ARTIGO 07

COMO CALCULAR MEU TEMPO DE CONTRIBUIÇÃO PARA APOSENTAR?

O assunto do tempo de contribuição necessário para a aposentadoria, nem sempre é um tema fácil e por vezes, bastante tormentoso, ainda mais em um país onde as regras para a aposentadoria estão em constante mudanças, mas, neste artigo vou procurar melhorar o entendimento desse assunto.

Primeiro quero dizer que o objetivo desse artigo, não é destrinchar as regras e o tempo necessário para aposentação, mas, aclarar o modo de cálculo para se atingir as regras para aposentadoria e outros benefícios previdenciários.

O tempo de contribuição, principalmente após a reforma da previdência, ocorrida em novembro de 2019, é um requisito básico para a concessão da maioria dos benefícios dentro do INSS e este tempo é aferido, principalmente através de contribuições vertidas à previdência social. O segurado empregado, aquele que, via de regra, trabalha de carteira assinada, conta o tempo de contribuição desde o início do contrato de trabalho até a rescisão, independentemente de comprovação dos recolhimentos previdenciários, visto que tal obrigação recai no empregador.

Já o autônomo, que é conhecido no INSS como contribuinte individual, seu tempo de contribuição é calculado pelos meses em que verteu suas contribuições, ou seja, cada pagamento equivale a um mês contribuído, tal regra também vale para o segurado facultativo, que é aquele que, mesmo não tendo atividade remunerada, escolhe fazer parte do sistema previdenciário, como o desempregado, o estudante, a dona de casa entre outros.

Vale salientar que no caso do contribuinte individual há uma distinção importante, pois, existem os contribuintes individuais que trabalham por “conta própria” e fazem suas próprias contribuições através de guia da previdência social e há os contribuintes individuais que prestam serviços para empresas, neste caso suas contribuições são retidas pela empresa que faz o repasse para o INSS. Outra categoria é a do segurado especial, que são aqueles trabalhadores do meio rural, que exercem atividade exclusivamente rural, em pequenas propriedades e que cuja produção é de pequena monta, ou seja, o resultado da produção é o suficiente para a sobrevivência da família.

No caso do segurado especial, o tempo de contribuição é calculado não pelas contribuições, até porquê, no mais das vezes nem há recolhimentos previdenciários, mas sim da comprovação do exercício de atividade rural, também podendo ser pescador artesanal ou garimpeiro e o seringueiro. Então, no caso do segurado especial, comprova-se, para fins de tempo de contribuição, o tempo de exercício de atividade rural nessa condição. O segurado especial, também faz contribuições previdenciárias, mas não da maneira convencional, ou seja, o pagamento de contribuições mensais, mas uma percentagem, sobre a venda da produção rural.
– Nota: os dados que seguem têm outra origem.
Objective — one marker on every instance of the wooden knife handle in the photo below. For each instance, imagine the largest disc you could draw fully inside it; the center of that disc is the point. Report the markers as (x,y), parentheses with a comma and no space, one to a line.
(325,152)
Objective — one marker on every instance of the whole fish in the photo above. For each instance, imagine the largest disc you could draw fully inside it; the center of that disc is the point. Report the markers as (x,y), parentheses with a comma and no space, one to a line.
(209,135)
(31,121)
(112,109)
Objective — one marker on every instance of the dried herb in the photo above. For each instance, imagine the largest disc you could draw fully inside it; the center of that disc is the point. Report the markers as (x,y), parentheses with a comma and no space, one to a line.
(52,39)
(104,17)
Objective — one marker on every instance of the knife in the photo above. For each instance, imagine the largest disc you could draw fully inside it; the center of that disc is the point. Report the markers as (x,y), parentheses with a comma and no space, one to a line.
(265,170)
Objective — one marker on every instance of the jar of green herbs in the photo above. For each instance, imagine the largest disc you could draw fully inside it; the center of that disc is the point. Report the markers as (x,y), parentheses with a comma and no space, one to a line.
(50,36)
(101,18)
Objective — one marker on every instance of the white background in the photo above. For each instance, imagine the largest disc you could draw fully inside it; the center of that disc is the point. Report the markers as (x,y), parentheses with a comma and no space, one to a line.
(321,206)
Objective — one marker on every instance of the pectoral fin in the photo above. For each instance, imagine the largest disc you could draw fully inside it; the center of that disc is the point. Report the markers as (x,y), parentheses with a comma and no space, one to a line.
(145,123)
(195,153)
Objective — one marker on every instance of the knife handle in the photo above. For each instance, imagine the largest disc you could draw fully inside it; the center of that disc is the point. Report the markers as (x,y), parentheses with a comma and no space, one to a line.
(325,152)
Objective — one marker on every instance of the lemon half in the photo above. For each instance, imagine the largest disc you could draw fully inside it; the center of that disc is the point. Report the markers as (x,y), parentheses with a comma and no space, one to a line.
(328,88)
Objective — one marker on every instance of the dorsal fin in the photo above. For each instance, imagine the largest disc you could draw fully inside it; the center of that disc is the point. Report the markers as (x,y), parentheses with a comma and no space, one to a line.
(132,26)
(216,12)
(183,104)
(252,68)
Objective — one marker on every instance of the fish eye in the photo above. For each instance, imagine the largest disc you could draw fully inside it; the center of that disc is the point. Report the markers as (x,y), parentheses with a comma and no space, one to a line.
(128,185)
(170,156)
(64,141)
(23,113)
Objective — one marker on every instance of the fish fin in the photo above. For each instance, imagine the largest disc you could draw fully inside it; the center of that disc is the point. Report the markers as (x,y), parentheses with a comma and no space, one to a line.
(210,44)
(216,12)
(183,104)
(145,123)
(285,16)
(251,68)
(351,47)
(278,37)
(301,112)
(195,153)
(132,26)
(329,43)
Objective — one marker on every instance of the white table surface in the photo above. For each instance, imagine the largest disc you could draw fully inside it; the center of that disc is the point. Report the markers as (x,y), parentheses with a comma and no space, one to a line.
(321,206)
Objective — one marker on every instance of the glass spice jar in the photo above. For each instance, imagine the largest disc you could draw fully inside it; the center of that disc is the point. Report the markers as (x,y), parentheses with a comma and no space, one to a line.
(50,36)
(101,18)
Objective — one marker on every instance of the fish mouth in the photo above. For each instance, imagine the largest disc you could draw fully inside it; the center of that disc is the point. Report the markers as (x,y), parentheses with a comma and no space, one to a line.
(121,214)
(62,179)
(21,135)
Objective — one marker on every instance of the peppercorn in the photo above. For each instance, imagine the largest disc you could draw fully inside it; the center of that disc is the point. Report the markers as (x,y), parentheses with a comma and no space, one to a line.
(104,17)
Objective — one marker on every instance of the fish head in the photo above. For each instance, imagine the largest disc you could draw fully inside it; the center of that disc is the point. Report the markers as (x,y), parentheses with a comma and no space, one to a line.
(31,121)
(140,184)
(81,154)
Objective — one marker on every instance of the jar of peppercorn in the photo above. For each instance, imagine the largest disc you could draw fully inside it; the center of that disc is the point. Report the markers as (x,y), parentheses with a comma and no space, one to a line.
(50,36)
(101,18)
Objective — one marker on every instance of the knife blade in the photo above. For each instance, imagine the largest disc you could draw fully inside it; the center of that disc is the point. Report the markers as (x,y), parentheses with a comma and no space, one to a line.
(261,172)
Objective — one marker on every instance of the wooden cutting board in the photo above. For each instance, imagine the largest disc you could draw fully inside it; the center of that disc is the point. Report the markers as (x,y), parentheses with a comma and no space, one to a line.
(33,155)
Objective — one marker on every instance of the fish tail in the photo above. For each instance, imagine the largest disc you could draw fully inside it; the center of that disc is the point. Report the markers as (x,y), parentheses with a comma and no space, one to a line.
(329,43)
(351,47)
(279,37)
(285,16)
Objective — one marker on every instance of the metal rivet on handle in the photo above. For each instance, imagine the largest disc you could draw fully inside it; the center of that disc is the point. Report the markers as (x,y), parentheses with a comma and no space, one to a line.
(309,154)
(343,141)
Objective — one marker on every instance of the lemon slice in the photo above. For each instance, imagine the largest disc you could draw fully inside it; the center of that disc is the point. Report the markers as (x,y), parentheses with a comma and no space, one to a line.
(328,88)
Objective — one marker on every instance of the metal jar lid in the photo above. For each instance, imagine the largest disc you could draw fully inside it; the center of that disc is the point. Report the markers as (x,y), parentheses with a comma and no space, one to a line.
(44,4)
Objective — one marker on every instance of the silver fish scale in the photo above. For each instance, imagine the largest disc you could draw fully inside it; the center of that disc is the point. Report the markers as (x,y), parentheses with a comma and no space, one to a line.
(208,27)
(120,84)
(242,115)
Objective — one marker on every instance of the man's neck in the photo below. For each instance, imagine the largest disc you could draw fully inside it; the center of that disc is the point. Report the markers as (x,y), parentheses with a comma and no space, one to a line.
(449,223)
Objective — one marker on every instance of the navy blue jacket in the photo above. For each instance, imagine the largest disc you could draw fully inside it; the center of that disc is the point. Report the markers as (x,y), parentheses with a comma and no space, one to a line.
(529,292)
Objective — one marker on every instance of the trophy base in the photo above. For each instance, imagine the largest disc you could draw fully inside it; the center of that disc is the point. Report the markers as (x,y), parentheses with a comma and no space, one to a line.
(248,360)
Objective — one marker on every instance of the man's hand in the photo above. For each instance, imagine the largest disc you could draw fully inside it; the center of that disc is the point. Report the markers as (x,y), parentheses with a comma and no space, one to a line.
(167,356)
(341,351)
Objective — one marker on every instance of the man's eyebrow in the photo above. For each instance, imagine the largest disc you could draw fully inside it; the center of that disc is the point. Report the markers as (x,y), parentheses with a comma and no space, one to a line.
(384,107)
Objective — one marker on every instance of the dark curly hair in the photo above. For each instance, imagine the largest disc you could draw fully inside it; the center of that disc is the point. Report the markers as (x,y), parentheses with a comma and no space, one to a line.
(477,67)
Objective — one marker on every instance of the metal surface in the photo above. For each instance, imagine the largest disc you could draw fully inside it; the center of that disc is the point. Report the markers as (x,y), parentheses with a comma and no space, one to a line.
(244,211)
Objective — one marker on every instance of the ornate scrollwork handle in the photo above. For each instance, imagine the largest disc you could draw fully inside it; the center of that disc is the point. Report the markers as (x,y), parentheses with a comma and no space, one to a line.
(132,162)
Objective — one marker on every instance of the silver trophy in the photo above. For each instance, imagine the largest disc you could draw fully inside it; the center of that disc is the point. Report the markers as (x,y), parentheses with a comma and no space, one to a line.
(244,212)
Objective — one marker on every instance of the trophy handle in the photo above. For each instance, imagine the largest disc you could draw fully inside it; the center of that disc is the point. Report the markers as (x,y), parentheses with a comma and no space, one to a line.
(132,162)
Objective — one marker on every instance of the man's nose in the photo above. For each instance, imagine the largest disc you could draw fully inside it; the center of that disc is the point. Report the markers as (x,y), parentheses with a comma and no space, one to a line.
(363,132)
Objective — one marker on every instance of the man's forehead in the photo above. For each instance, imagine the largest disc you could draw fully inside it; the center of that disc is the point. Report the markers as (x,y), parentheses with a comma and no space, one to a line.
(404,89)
Então, o cálculo do tempo de contribuição para fins de aposentadoria, se dá com as somas dos tempos de contribuição ou atividade, lembrando que, cada espécie de benefício exigirá um tempo mínimo de contribuição para a concessão do benefício, mas, sabendo da premissa, de como funciona o tempo de contribuição, pode ser calculado este tempo. Para facilitar a vida do segurado, o INSS disponibiliza uma calculadora de tempo de contribuição dentro do portal MEU INSS (www.meuinss.gov.br), onde os dados de vínculos e remunerações são extraídos dos bancos de dados do próprio INSS, ou seja do CNIS, cadastro nacional de informações sociais, onde são lançadas e armazenadas todas as informações sobre contribuições, vínculos, empregos salários etc.

Ao fazer o cálculo através da ferramenta disponibilizada pelo INSS, o segurado, ao notar que estão faltando dados, poderá alimentar estes dados para que possa conhecer seu tempo de contribuição e saber se já se enquadra na concessão de uma aposentadoria.

Então é isso pessoal, espero ter podido ajudar, ou pelo menos esclarecer, alguns pontos atinentes ao tempo de contribuição.